Long and slender, slope posteroinf., extend to inferior body

102
Q

what is the lumbar distinctive spinous process?

A

Short and sturdy; thick, broad, hatchet-shaped

103
Q

What is herniation or protrusion of the gelatinous nucleus pulposus?

A

Herniation or protrusion of the gelatinous nucleus pulposus is a well-recognized cause of low back and lower limb pain.

104
Q

What may occur if degeneration of the posterior longitudinal ligament and wearing of the anulus fibrosus has occurred?

A

If degeneration of the posterior longitudinal ligament and wearing of the anulus fibrosus has occurred the nucleus pulposus may herniate into the vertebral canal and compress the spinal cord or nerve roots of spinal nerves in the cauda equina.

105
Q

Where do herniations usually occur and why?

A

Herniations usually occur posterolaterally where the anulus is relatively thin and does not receive support from the posterior or anterior longitudinal ligaments.

106
Q

What is the most common location for posterolateral herniation?

A

Posterolateral herniation is most common in the lumbar region; approximately 95% of protrusions occur at the L4–L5 or L5–S1 levels.

107
Q

What is referred to the area (dermatome) supplied by the nerve compressed by a herniated disc?

A

Chronic pain resulting from the spinal nerve roots being compressed by the herniated disc is referred to the area (dermatome) supplied by that nerve.

108
Q

What is sciatica and what is it often caused by?

A

Sciatica is pain in the lower back and hip radiating down the back of the thigh into the leg.
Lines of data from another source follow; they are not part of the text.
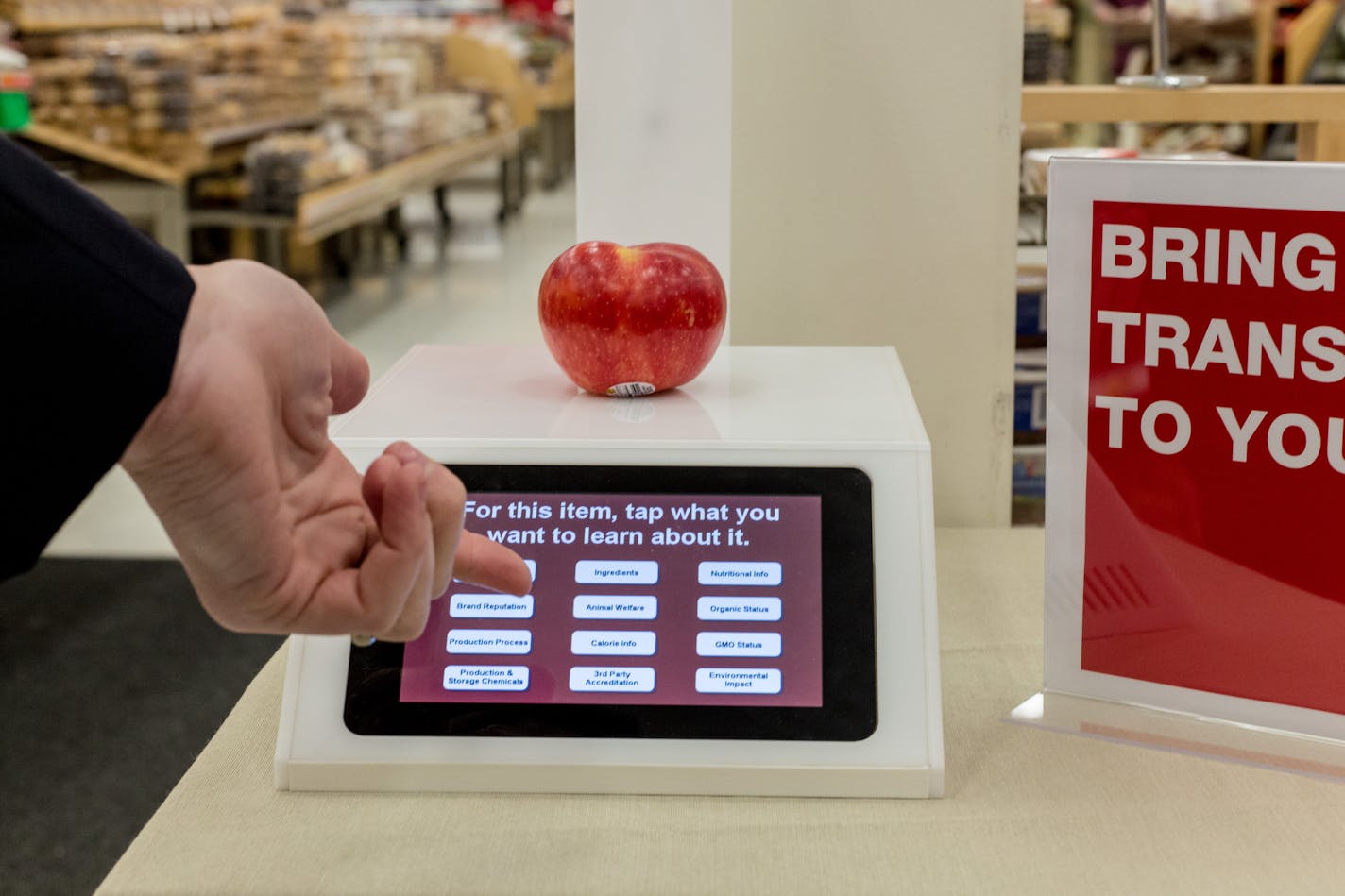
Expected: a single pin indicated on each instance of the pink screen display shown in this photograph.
(707, 600)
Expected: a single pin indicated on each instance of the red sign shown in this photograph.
(1215, 550)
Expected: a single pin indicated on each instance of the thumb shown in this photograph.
(349, 374)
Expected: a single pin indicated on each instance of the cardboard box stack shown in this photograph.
(389, 88)
(161, 94)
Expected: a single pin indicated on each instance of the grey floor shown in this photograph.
(111, 678)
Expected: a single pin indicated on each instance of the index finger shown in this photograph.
(491, 564)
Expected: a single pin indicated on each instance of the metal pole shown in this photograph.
(1163, 53)
(1163, 76)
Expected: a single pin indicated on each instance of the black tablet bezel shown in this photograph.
(849, 673)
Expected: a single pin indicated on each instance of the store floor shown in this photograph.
(111, 678)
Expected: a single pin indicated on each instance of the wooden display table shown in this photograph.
(154, 190)
(1027, 810)
(1317, 110)
(158, 193)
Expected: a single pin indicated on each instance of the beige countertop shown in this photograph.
(1027, 810)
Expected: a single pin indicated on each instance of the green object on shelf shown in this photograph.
(13, 110)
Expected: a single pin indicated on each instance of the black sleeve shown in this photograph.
(91, 313)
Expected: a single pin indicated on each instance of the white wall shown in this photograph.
(873, 149)
(653, 123)
(875, 194)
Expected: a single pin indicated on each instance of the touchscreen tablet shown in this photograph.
(725, 603)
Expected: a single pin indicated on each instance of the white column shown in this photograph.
(653, 91)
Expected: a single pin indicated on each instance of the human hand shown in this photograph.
(276, 529)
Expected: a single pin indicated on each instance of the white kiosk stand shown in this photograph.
(733, 588)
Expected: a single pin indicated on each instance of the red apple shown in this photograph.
(631, 320)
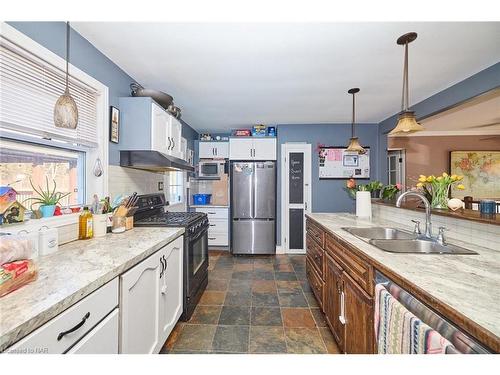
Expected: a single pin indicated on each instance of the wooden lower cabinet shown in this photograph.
(332, 301)
(358, 314)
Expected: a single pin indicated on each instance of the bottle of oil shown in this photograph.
(85, 223)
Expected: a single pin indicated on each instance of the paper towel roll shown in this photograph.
(363, 204)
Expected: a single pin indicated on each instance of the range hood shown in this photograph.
(152, 161)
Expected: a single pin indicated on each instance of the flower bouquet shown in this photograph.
(437, 189)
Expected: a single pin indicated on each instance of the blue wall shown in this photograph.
(327, 195)
(52, 35)
(479, 83)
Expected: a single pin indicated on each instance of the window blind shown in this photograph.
(29, 89)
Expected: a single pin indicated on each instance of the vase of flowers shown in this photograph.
(437, 189)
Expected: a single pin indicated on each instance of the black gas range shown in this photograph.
(151, 213)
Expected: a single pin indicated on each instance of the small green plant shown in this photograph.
(47, 197)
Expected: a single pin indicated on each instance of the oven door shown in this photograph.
(197, 270)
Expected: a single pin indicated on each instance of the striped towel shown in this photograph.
(398, 331)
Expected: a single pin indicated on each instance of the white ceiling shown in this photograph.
(226, 75)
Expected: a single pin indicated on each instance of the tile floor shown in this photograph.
(254, 305)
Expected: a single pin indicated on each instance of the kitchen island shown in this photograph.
(72, 273)
(462, 288)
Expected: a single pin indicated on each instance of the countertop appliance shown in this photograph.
(152, 212)
(211, 168)
(253, 207)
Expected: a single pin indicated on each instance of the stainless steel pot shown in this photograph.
(160, 97)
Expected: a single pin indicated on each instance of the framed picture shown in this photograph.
(114, 125)
(481, 171)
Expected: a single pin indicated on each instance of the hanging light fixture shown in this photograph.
(354, 145)
(407, 122)
(65, 110)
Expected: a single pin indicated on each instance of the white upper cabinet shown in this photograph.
(213, 150)
(252, 148)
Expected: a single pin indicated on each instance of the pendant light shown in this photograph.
(65, 110)
(354, 145)
(407, 122)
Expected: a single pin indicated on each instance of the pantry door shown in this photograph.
(296, 195)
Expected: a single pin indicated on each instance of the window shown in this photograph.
(31, 80)
(21, 161)
(175, 187)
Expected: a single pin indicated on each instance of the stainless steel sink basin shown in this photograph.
(383, 233)
(419, 247)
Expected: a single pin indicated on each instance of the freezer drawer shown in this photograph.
(253, 237)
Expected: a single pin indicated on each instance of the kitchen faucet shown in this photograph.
(428, 224)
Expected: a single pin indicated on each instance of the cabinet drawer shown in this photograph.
(315, 255)
(103, 339)
(215, 212)
(96, 306)
(352, 264)
(218, 239)
(316, 232)
(315, 282)
(218, 226)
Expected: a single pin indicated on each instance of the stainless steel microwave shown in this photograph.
(211, 168)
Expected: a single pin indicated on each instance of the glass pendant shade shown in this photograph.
(354, 146)
(407, 123)
(65, 110)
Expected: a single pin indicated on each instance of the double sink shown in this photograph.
(398, 241)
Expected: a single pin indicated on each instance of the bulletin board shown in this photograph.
(337, 163)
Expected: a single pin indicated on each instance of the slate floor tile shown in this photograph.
(205, 315)
(234, 315)
(296, 318)
(238, 298)
(211, 297)
(195, 337)
(292, 299)
(231, 339)
(266, 316)
(304, 341)
(267, 340)
(265, 299)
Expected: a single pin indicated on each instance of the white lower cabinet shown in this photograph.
(151, 300)
(103, 339)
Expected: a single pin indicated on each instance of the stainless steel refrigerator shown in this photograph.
(253, 207)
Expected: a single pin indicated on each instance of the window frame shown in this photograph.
(93, 184)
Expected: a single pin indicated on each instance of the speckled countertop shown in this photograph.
(73, 272)
(468, 284)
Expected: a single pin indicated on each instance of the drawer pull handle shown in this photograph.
(78, 326)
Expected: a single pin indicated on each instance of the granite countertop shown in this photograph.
(466, 283)
(73, 272)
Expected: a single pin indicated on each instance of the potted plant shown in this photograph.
(47, 199)
(389, 192)
(437, 189)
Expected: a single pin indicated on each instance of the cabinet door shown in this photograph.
(103, 339)
(159, 129)
(241, 148)
(175, 135)
(140, 291)
(221, 150)
(171, 289)
(264, 149)
(358, 311)
(206, 150)
(332, 300)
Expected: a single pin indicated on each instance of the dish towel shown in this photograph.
(398, 331)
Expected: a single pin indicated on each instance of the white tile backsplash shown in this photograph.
(487, 235)
(125, 181)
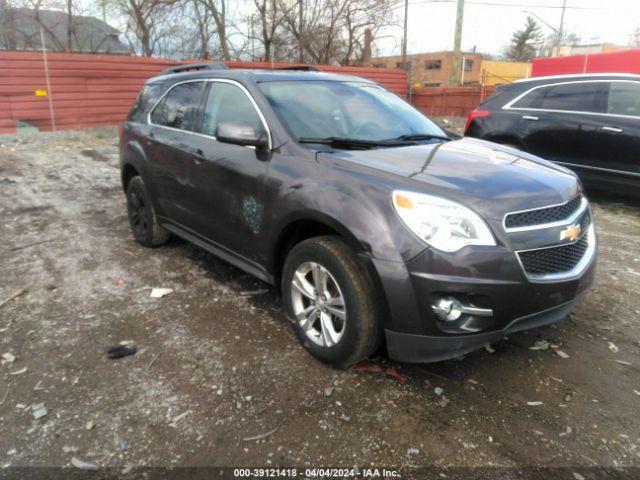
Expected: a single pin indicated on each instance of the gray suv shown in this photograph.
(375, 224)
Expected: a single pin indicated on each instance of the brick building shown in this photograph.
(433, 69)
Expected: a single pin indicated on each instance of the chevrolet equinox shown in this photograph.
(375, 224)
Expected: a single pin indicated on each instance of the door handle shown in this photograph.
(198, 155)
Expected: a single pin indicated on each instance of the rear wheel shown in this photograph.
(331, 301)
(142, 217)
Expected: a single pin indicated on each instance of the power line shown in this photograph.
(496, 4)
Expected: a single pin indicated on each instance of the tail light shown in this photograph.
(473, 115)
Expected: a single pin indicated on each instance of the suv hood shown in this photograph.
(488, 177)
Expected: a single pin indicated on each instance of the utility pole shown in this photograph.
(404, 38)
(455, 67)
(561, 28)
(301, 30)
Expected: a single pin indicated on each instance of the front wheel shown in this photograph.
(331, 301)
(142, 217)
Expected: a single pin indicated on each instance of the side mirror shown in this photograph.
(241, 134)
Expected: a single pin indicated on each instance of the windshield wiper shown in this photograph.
(342, 142)
(422, 136)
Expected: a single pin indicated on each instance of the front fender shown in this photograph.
(360, 210)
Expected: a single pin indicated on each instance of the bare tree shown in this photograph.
(218, 10)
(335, 31)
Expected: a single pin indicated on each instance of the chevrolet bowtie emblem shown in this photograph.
(572, 232)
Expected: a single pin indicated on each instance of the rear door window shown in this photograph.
(624, 98)
(568, 97)
(181, 107)
(229, 103)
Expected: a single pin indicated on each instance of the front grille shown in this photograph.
(543, 215)
(555, 259)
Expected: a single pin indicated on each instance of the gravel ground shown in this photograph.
(218, 365)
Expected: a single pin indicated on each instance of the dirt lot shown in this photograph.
(217, 362)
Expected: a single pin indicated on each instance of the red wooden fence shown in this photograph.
(624, 61)
(93, 90)
(454, 101)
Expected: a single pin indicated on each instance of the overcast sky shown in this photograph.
(489, 27)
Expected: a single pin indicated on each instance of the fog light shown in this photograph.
(450, 309)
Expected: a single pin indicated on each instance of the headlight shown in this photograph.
(441, 223)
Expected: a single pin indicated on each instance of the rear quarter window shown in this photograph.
(147, 98)
(624, 99)
(181, 107)
(569, 97)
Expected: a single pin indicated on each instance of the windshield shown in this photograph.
(362, 111)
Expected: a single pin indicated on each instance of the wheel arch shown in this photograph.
(309, 224)
(128, 172)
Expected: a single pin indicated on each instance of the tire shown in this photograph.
(359, 334)
(142, 217)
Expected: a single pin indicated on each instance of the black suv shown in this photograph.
(588, 123)
(374, 224)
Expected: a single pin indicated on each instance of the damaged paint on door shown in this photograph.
(252, 213)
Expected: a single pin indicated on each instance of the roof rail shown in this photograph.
(195, 66)
(302, 68)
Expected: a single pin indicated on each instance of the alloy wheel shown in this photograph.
(318, 304)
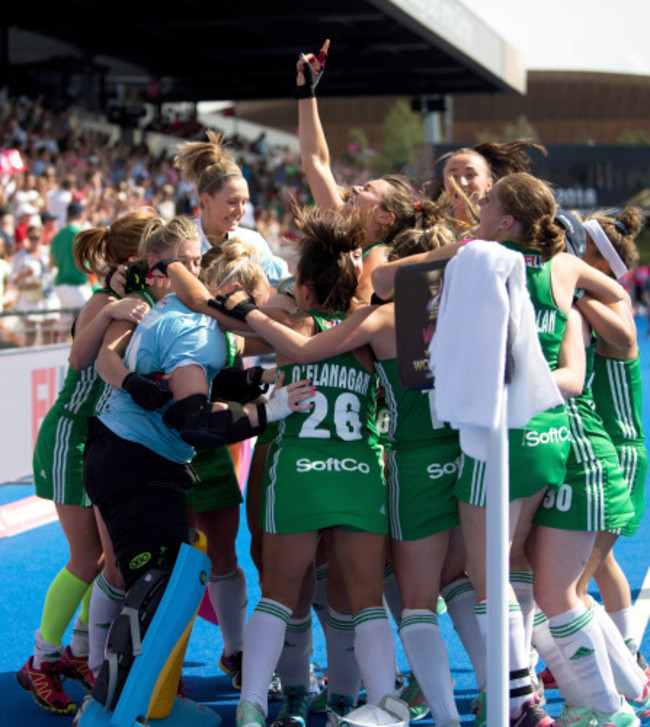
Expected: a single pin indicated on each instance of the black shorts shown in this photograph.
(141, 497)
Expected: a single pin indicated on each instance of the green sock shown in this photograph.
(61, 603)
(84, 613)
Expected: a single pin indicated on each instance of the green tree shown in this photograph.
(403, 132)
(634, 137)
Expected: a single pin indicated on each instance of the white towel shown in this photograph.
(485, 299)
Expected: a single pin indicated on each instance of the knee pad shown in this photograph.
(156, 612)
(203, 428)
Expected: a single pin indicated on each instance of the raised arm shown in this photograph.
(614, 325)
(314, 151)
(357, 330)
(572, 361)
(93, 321)
(383, 276)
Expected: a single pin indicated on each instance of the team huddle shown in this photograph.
(359, 499)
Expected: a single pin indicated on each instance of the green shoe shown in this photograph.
(249, 715)
(338, 707)
(623, 717)
(412, 695)
(318, 703)
(294, 708)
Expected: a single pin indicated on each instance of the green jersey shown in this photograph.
(325, 467)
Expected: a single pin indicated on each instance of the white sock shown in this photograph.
(522, 585)
(625, 621)
(521, 688)
(427, 656)
(583, 647)
(629, 678)
(554, 660)
(80, 642)
(319, 599)
(343, 676)
(263, 641)
(374, 647)
(105, 605)
(229, 599)
(460, 598)
(44, 651)
(293, 666)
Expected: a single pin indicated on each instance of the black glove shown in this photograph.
(312, 79)
(107, 281)
(242, 385)
(239, 311)
(161, 265)
(136, 276)
(148, 391)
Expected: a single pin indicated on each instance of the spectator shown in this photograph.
(60, 197)
(33, 279)
(71, 285)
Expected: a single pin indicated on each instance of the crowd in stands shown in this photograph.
(66, 161)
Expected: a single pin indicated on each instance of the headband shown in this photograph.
(216, 179)
(621, 227)
(605, 247)
(232, 272)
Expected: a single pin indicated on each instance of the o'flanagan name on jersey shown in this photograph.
(333, 375)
It is often caused by a herniated lumbar IV disc or osteophytes that compress the L5 or S1 component of the sciatic nerve.

109
Q

What is lumbar puncture also known as?

A

Lumbar puncture is also known as spinal tap.

110
Q

How is lumbar puncture performed?

A

Lumbar puncture (spinal tap) is performed with the patient leaning forward or lying on the side with the back flexed. Flexion of the vertebral column facilitates insertion of the needle by spreading the laminae and spinous processes apart stretching the ligament flava.

111
Q

Where is the lumbar puncture needle inserted?

A

The needle is inserted in the midline between the spinous processes of the L3 and L4 (or the L4 and L5) vertebrae.

112
Q

What effect does anesthetic injected into the lumbar extradural (epidural) space have?

A

An anesthetic agent injected into the lumbar extradural (epidural) space has a direct effect on the spinal nerve roots of the cauda equina after they exit from the dural sac.

113
Q

What is the outcome when an anesthetic agent is injected into the extradural space in the sacral canal through the sacral hiatus (caudal epidural anesthesia)?

A

When an anesthetic agent is injected into the extradural space in the sacral canal through the sacral hiatus it is called caudal epidural anesthesia.

114
Q

What determines the distance the anesthetic agent ascends when injected into the epidural space?

A

The distance the agent ascends (and hence the number of nerves affected) depends on the amount injected and the position assumed by the patient.

115
Q

What are the superficial extrinsic back muscles?

A

The superficial extrinsic back muscles are Trapezius Latissimus Dorsi Levator Scapulae and Rhomboids.

116
Q

What are the intermediate extrinsic back muscles?

A

The intermediate extrinsic back muscles are Serratus Posterior (superior and Inferior).

117
Q

What are the superficial layer intrinsic back muscles?

A

The superficial layer intrinsic back muscles are Splenius Cervicis and Splenius Capitis.

118
Q

What are the intermediate layer intrinsic back muscles?

A

The intermediate layer intrinsic back muscles are Iliocostalis Longissimus and Spinalis thoracis

119
Q

What are the deep layer intrinsic back muscles and what does the transversospinales consist of?

A

The deep layer intrinsic back muscles are the transversospinales which consist of three layers: semispinalis multifidus and rotatores.